An annual survey has revealed young people and women have struggled the most with their mental health through the pandemic.
The YouGov-Cambridge Globalism Project surveyed people from 27 countries and concluded the younger generation found lockdown tougher than their elders.
A total of 47 per cent of participants aged between 18 and 24 in France said their wellbeing has been affected because of the pandemic compared to 25 per cent aged 55 or over.
The results were similar in other countries, in Britain 50 per cent of young people suffered with mental health over the past twelve months in comparison to 25 per cent of those aged 55 or over, in Spain and Italy the figures were 51 per cent to 39 per cent, Mexico 41 per cent to 18 per cent, Sweden 42 per cent to 19 per cent and Australia 51 per cent to 28 per cent.
Most people outside Europe said one of their main concerns was finance and women were more likely to have suffered because of the pandemic to men.
In Britain 55 per cent of women reported mental health problems compared to 36 per cent of men and 42 per cent in comparison to 60 per cent in Spain.
Only 22 per cent of people in the UK said the pandemic had hit their personal finance, 27 per cent in France, 24 per cent in Germany, 27 per cent in the US and 29 per cent in Australia.

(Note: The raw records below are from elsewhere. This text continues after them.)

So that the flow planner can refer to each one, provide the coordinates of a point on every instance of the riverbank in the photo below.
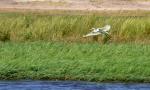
(22, 27)
(75, 61)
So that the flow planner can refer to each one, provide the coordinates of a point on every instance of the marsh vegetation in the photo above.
(42, 46)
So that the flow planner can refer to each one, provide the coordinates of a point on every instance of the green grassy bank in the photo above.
(32, 27)
(75, 61)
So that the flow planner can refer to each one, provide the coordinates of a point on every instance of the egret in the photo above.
(97, 31)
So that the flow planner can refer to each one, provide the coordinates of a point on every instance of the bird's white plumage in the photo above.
(99, 31)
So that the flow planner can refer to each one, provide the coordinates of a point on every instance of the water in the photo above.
(69, 85)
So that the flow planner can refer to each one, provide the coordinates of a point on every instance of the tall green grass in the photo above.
(32, 27)
(75, 61)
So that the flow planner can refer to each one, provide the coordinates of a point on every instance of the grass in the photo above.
(75, 61)
(51, 47)
(32, 27)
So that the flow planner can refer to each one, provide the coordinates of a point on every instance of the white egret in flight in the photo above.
(97, 31)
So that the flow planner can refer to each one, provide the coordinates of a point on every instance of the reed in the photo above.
(31, 27)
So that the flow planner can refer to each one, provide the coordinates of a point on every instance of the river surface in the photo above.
(69, 85)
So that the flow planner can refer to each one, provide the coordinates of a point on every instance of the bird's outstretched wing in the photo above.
(106, 28)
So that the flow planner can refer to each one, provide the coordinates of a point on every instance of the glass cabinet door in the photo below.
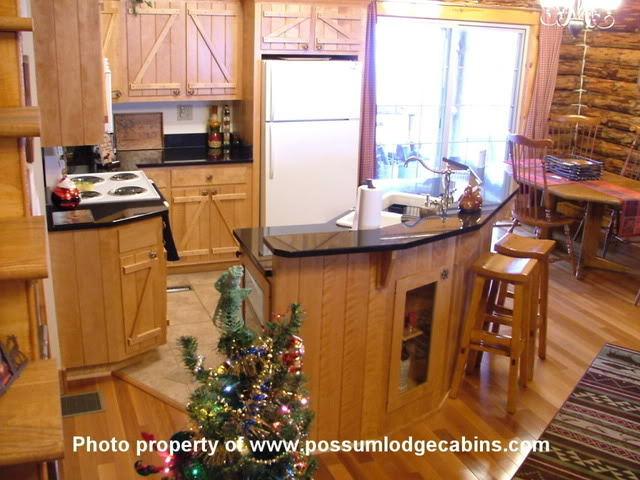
(421, 303)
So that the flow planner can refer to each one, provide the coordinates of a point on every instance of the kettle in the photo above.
(65, 194)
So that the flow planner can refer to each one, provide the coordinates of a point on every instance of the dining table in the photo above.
(610, 191)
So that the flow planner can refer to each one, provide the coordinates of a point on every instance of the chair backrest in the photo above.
(573, 135)
(527, 160)
(631, 168)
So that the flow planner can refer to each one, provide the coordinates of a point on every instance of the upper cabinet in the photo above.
(175, 50)
(155, 47)
(312, 29)
(69, 72)
(286, 26)
(339, 28)
(213, 54)
(111, 29)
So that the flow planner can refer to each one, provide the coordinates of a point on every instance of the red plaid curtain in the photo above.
(545, 82)
(369, 108)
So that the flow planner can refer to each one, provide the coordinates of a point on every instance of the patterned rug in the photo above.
(596, 433)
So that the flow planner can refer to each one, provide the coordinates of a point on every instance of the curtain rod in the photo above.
(475, 3)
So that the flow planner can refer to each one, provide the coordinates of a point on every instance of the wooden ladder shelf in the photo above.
(15, 24)
(20, 122)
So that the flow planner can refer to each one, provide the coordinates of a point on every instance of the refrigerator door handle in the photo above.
(270, 153)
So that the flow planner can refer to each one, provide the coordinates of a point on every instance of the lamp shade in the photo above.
(557, 3)
(607, 5)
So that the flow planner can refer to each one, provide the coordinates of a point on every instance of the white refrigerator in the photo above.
(310, 141)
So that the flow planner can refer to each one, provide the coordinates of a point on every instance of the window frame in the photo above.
(529, 19)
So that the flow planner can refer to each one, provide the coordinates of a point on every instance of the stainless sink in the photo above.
(416, 208)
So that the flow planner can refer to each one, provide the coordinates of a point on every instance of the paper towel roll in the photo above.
(368, 208)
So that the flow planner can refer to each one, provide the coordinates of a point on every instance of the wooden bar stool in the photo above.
(523, 274)
(517, 246)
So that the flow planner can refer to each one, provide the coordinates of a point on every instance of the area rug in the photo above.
(596, 433)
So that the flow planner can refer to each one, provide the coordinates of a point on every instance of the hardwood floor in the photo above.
(583, 317)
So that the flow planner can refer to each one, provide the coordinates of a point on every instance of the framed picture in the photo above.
(12, 362)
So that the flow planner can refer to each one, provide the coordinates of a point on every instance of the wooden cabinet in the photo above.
(313, 29)
(155, 50)
(207, 204)
(111, 30)
(339, 29)
(420, 312)
(286, 26)
(213, 49)
(70, 72)
(182, 50)
(110, 290)
(143, 296)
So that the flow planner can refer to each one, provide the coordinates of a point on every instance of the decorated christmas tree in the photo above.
(253, 406)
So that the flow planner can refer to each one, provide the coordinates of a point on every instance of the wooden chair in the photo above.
(573, 135)
(489, 269)
(532, 203)
(631, 169)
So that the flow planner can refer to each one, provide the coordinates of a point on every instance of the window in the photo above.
(445, 89)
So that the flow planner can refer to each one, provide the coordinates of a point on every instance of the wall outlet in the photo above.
(185, 113)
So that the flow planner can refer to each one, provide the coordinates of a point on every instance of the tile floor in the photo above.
(188, 313)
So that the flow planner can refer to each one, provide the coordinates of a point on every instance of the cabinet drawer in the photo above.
(140, 234)
(224, 175)
(161, 177)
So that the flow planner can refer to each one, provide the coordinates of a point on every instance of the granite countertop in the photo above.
(104, 214)
(330, 239)
(108, 214)
(183, 156)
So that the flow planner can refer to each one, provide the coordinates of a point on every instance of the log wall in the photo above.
(612, 71)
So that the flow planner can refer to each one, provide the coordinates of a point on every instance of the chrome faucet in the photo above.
(446, 198)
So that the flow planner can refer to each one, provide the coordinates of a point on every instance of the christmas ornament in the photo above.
(257, 393)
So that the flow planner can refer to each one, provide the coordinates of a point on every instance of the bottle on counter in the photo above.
(215, 135)
(226, 127)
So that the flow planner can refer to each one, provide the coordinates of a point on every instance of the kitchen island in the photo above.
(384, 309)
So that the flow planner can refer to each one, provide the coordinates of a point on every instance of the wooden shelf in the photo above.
(23, 248)
(31, 416)
(16, 24)
(20, 122)
(411, 334)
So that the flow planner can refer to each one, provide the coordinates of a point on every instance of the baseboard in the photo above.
(200, 267)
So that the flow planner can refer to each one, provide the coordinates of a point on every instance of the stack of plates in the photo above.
(575, 168)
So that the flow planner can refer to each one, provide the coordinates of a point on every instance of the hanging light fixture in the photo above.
(579, 14)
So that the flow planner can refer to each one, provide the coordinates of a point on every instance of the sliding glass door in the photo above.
(445, 89)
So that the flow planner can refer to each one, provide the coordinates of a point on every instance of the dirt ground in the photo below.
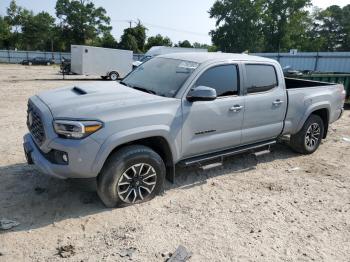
(277, 207)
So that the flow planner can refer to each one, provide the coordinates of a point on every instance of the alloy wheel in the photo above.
(312, 136)
(137, 183)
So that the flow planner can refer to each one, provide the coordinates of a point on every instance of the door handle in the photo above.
(236, 108)
(278, 102)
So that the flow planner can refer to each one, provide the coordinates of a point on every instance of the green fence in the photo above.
(332, 78)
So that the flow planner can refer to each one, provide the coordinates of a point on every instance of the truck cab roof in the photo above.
(212, 57)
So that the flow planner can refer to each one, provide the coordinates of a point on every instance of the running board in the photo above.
(225, 153)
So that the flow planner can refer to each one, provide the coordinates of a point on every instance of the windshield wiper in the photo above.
(139, 88)
(144, 90)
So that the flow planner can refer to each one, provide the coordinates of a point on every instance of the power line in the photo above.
(162, 27)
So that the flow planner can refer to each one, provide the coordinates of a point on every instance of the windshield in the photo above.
(160, 76)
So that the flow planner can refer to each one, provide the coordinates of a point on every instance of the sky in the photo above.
(179, 20)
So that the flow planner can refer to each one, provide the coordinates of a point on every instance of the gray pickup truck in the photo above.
(176, 109)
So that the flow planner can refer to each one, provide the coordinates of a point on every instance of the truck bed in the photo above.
(301, 83)
(305, 97)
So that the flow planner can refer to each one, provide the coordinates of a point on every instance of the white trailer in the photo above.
(104, 62)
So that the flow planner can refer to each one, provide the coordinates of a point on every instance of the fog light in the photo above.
(65, 157)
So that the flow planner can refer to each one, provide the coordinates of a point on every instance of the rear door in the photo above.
(265, 103)
(214, 125)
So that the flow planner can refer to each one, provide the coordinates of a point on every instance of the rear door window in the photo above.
(260, 78)
(223, 78)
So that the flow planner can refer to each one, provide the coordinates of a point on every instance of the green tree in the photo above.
(128, 42)
(279, 16)
(134, 35)
(238, 25)
(15, 18)
(330, 29)
(38, 31)
(158, 40)
(345, 21)
(81, 21)
(5, 34)
(210, 48)
(108, 41)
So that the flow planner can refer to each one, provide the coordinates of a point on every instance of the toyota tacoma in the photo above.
(175, 109)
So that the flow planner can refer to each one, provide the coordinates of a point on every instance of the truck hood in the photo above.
(91, 100)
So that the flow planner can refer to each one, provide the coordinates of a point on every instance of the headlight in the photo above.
(76, 129)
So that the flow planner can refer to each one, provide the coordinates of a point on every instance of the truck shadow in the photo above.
(35, 200)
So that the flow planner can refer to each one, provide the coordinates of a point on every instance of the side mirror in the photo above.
(201, 93)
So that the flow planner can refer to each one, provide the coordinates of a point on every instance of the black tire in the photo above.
(114, 76)
(114, 175)
(304, 142)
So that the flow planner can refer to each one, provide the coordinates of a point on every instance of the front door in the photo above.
(214, 125)
(265, 103)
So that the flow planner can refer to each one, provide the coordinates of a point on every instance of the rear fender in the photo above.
(310, 109)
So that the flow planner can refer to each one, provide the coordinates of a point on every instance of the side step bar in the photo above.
(224, 153)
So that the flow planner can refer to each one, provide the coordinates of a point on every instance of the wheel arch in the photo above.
(159, 143)
(323, 111)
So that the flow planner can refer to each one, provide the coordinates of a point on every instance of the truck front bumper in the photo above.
(81, 155)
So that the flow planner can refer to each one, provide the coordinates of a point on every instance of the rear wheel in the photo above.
(113, 76)
(308, 139)
(132, 175)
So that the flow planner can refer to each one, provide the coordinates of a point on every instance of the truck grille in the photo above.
(35, 125)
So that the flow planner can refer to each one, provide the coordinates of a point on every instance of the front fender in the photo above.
(131, 135)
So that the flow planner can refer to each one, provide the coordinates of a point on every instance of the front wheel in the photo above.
(308, 139)
(132, 175)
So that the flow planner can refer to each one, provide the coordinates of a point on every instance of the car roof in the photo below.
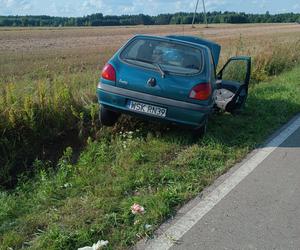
(214, 47)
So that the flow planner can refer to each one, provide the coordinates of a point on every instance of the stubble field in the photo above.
(53, 197)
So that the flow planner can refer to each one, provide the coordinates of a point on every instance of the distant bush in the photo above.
(161, 19)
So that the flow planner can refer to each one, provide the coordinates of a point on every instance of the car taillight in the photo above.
(109, 73)
(201, 91)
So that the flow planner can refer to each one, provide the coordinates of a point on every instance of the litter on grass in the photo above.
(99, 245)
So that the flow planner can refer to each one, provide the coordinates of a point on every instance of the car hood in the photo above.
(214, 47)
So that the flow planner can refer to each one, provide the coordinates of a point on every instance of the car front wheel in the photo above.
(108, 117)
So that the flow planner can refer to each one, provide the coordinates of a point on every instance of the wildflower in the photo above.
(137, 209)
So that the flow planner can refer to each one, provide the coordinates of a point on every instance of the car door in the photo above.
(233, 83)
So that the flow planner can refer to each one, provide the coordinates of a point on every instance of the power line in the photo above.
(205, 17)
(195, 14)
(204, 11)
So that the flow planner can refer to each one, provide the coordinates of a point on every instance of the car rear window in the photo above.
(171, 57)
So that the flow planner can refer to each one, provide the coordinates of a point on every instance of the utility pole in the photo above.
(205, 17)
(195, 14)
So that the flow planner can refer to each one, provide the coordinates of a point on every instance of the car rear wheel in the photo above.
(108, 117)
(201, 131)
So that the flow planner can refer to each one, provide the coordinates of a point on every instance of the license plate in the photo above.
(148, 109)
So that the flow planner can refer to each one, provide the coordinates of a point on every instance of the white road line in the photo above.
(187, 221)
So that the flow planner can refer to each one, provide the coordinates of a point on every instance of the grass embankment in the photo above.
(159, 168)
(44, 110)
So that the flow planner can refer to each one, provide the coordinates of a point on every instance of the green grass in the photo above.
(158, 167)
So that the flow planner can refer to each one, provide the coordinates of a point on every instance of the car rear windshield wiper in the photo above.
(157, 65)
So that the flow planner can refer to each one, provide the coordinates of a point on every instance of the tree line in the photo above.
(161, 19)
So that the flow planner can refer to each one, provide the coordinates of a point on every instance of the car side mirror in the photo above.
(219, 83)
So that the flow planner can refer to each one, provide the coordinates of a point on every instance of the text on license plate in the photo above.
(148, 109)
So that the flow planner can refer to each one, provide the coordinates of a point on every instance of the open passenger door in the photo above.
(233, 82)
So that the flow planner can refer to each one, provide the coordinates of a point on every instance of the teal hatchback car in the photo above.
(171, 79)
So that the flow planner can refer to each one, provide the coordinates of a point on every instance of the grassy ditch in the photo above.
(136, 162)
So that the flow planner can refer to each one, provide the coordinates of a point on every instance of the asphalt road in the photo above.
(261, 212)
(256, 205)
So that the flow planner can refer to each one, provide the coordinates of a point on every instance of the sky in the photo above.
(152, 7)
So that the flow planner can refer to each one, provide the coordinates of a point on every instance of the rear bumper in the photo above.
(177, 111)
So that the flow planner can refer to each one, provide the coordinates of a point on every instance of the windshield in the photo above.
(170, 57)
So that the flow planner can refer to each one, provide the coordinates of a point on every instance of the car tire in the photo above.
(201, 131)
(108, 117)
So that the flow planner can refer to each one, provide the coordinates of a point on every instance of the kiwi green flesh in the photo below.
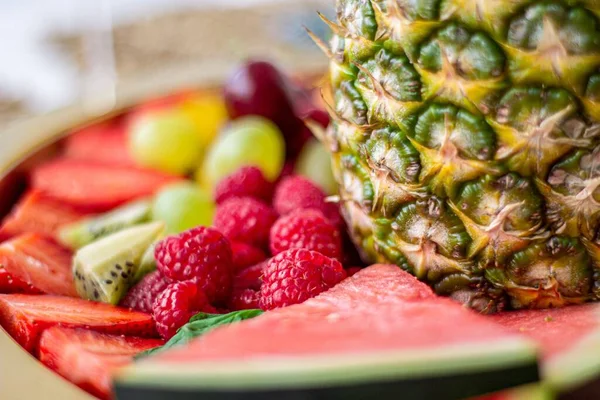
(84, 232)
(105, 269)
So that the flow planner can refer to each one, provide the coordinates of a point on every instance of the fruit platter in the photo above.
(423, 223)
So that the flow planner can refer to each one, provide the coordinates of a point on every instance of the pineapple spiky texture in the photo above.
(466, 143)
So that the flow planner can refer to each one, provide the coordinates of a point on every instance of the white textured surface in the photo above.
(30, 67)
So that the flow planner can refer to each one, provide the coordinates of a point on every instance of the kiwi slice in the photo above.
(105, 269)
(86, 231)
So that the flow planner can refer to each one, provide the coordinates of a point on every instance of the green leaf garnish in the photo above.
(200, 324)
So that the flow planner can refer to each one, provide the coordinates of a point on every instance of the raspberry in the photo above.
(332, 212)
(295, 193)
(246, 220)
(250, 278)
(306, 229)
(141, 297)
(174, 307)
(352, 270)
(296, 275)
(246, 288)
(244, 299)
(245, 182)
(245, 255)
(202, 254)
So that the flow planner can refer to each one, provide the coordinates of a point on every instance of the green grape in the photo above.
(166, 140)
(246, 141)
(314, 162)
(183, 206)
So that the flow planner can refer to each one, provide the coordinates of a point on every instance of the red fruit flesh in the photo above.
(141, 297)
(87, 358)
(26, 316)
(556, 330)
(202, 254)
(96, 187)
(296, 193)
(245, 255)
(39, 262)
(174, 307)
(306, 229)
(245, 182)
(380, 309)
(103, 143)
(11, 284)
(244, 299)
(246, 220)
(250, 278)
(37, 213)
(297, 275)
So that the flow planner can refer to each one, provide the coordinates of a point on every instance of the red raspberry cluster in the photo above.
(227, 266)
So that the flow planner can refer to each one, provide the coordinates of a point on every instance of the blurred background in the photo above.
(57, 52)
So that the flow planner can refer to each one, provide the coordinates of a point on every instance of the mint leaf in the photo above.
(200, 324)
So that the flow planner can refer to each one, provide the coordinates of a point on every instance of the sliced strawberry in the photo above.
(11, 284)
(26, 316)
(103, 143)
(88, 358)
(96, 187)
(39, 262)
(37, 213)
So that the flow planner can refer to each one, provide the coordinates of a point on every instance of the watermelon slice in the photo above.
(103, 143)
(569, 338)
(96, 187)
(37, 213)
(39, 262)
(88, 358)
(379, 334)
(26, 316)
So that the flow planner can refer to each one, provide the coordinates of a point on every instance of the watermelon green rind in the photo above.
(569, 340)
(575, 367)
(368, 332)
(339, 369)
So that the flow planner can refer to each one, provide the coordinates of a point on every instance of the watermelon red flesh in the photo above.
(103, 143)
(360, 306)
(37, 213)
(378, 310)
(556, 330)
(88, 358)
(39, 262)
(96, 187)
(25, 317)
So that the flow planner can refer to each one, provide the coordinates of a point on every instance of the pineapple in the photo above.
(466, 143)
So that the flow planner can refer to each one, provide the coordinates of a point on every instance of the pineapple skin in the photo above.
(465, 139)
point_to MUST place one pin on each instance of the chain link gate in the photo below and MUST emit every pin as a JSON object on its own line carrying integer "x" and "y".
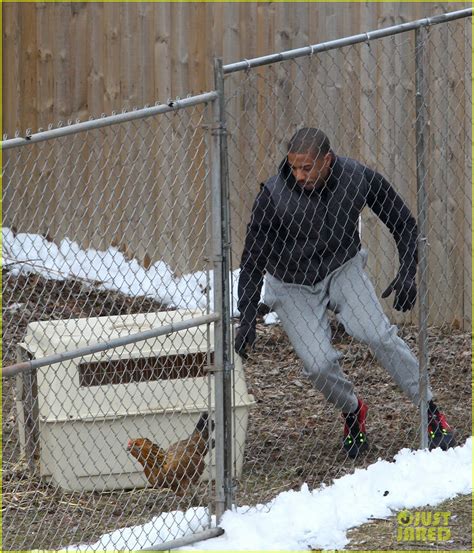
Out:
{"x": 398, "y": 100}
{"x": 152, "y": 250}
{"x": 111, "y": 242}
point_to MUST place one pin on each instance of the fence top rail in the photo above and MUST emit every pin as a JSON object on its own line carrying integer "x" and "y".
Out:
{"x": 172, "y": 105}
{"x": 346, "y": 41}
{"x": 17, "y": 368}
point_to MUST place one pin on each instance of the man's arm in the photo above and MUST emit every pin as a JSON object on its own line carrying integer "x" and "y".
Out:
{"x": 258, "y": 242}
{"x": 395, "y": 214}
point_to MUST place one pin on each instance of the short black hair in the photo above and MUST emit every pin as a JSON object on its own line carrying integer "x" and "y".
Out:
{"x": 309, "y": 140}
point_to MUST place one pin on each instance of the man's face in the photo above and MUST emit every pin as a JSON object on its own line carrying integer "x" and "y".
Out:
{"x": 310, "y": 172}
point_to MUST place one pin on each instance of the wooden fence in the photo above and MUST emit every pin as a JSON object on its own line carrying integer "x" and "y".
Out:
{"x": 67, "y": 61}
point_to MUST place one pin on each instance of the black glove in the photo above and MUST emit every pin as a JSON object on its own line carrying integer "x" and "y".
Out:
{"x": 404, "y": 286}
{"x": 245, "y": 338}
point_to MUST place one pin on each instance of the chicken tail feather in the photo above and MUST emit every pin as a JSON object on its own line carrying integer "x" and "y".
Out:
{"x": 202, "y": 425}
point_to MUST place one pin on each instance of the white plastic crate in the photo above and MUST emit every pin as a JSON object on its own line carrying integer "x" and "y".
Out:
{"x": 84, "y": 425}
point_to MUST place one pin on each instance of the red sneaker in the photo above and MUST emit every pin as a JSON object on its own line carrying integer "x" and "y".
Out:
{"x": 440, "y": 434}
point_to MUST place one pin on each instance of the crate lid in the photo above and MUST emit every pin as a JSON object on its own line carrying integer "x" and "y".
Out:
{"x": 47, "y": 337}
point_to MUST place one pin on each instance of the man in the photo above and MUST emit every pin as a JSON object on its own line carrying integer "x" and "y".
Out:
{"x": 303, "y": 234}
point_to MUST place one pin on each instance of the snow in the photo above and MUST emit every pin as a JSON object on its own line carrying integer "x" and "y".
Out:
{"x": 293, "y": 520}
{"x": 320, "y": 518}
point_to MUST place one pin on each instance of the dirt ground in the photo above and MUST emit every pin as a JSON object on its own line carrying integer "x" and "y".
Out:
{"x": 293, "y": 436}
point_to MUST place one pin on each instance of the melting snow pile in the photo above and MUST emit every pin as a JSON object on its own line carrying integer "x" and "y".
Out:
{"x": 316, "y": 519}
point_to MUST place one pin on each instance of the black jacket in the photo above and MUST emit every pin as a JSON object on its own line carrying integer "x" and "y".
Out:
{"x": 301, "y": 237}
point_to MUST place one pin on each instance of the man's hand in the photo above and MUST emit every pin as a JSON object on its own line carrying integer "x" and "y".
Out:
{"x": 245, "y": 338}
{"x": 405, "y": 292}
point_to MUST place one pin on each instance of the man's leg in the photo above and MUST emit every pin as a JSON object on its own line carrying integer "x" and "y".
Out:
{"x": 353, "y": 298}
{"x": 302, "y": 312}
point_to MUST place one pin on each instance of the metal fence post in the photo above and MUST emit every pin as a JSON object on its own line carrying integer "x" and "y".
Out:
{"x": 221, "y": 240}
{"x": 422, "y": 216}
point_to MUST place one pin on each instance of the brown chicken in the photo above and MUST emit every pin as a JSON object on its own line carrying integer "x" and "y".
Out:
{"x": 181, "y": 464}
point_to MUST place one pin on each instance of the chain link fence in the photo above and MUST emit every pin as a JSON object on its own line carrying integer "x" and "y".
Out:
{"x": 108, "y": 233}
{"x": 120, "y": 230}
{"x": 364, "y": 97}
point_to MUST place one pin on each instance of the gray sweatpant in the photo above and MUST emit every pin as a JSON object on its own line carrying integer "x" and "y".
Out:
{"x": 348, "y": 292}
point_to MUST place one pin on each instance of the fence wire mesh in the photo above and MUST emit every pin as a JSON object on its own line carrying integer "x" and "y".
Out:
{"x": 363, "y": 97}
{"x": 107, "y": 233}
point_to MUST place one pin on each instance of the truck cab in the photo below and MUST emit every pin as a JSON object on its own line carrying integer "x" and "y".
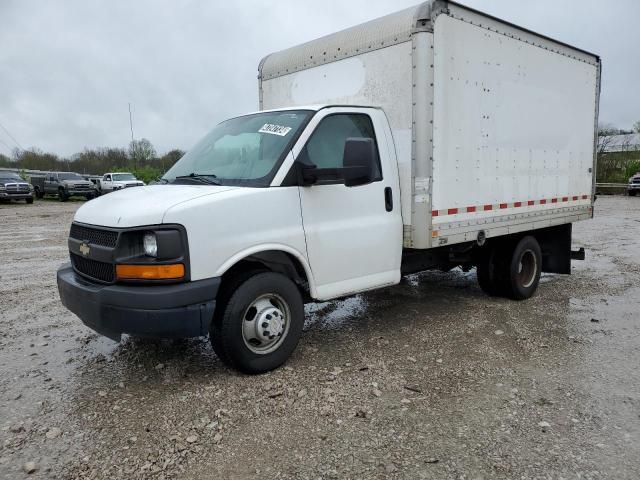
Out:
{"x": 13, "y": 187}
{"x": 269, "y": 210}
{"x": 116, "y": 181}
{"x": 63, "y": 185}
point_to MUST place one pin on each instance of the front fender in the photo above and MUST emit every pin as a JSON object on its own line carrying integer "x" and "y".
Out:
{"x": 270, "y": 247}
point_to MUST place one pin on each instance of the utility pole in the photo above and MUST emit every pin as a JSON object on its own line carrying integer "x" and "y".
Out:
{"x": 132, "y": 145}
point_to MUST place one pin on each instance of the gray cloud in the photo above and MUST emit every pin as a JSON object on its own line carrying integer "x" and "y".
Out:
{"x": 68, "y": 69}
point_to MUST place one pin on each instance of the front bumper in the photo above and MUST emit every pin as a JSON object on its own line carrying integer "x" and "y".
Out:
{"x": 15, "y": 196}
{"x": 82, "y": 192}
{"x": 161, "y": 311}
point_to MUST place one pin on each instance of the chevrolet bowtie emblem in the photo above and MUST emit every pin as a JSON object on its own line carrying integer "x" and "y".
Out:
{"x": 85, "y": 249}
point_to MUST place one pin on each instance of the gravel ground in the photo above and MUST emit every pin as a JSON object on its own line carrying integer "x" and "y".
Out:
{"x": 428, "y": 379}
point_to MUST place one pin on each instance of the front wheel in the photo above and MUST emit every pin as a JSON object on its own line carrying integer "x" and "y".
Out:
{"x": 259, "y": 326}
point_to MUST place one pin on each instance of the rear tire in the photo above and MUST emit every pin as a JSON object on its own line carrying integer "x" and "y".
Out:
{"x": 524, "y": 269}
{"x": 259, "y": 326}
{"x": 491, "y": 268}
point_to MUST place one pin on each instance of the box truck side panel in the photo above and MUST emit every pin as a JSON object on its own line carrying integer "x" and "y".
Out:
{"x": 513, "y": 133}
{"x": 379, "y": 78}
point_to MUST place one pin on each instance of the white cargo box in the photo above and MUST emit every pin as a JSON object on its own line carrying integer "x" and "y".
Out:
{"x": 494, "y": 126}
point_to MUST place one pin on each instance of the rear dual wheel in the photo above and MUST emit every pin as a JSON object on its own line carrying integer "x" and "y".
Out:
{"x": 258, "y": 322}
{"x": 511, "y": 269}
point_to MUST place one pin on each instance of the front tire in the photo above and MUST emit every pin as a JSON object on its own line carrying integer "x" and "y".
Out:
{"x": 260, "y": 324}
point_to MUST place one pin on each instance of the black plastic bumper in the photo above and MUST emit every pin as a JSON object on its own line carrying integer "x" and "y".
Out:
{"x": 164, "y": 311}
{"x": 16, "y": 196}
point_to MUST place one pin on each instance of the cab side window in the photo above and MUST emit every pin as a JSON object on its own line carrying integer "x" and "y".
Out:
{"x": 325, "y": 147}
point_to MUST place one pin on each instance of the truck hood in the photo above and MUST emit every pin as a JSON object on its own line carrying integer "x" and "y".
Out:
{"x": 76, "y": 183}
{"x": 141, "y": 206}
{"x": 128, "y": 182}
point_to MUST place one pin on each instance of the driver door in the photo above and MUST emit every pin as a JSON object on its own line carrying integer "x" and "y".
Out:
{"x": 353, "y": 234}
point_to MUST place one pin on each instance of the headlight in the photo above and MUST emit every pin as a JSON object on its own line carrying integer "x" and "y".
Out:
{"x": 150, "y": 244}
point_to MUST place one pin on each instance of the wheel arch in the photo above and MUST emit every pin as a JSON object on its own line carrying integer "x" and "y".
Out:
{"x": 276, "y": 258}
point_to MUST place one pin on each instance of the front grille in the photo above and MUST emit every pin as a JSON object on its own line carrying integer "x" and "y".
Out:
{"x": 105, "y": 238}
{"x": 17, "y": 188}
{"x": 92, "y": 268}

But in other parts of the world many were struggling with money problems, including Spain (40%), Italy (43%), Greece (50%), Hungary (46%), Poland (38%), Brazil (54%), Thailand (68%), Kenya (75%), and South Africa (59%).
When asked if the pandemic had made them worry about money at least 70 per cent of people in Greece, Brazil, Mexico, Thailand, Kenya and South Africa said finance problems had been on their mind but only 31 per cent in the UK, Sweden (24%) and Denmark (15%).
In Spain 44 per cent said the pandemic had affected their mental health, Italy (47%), Greece (58%), Brazil (46%), Japan (45%) and Thailand (61%).
The survey also found the pandemic brought more family and friends closer together.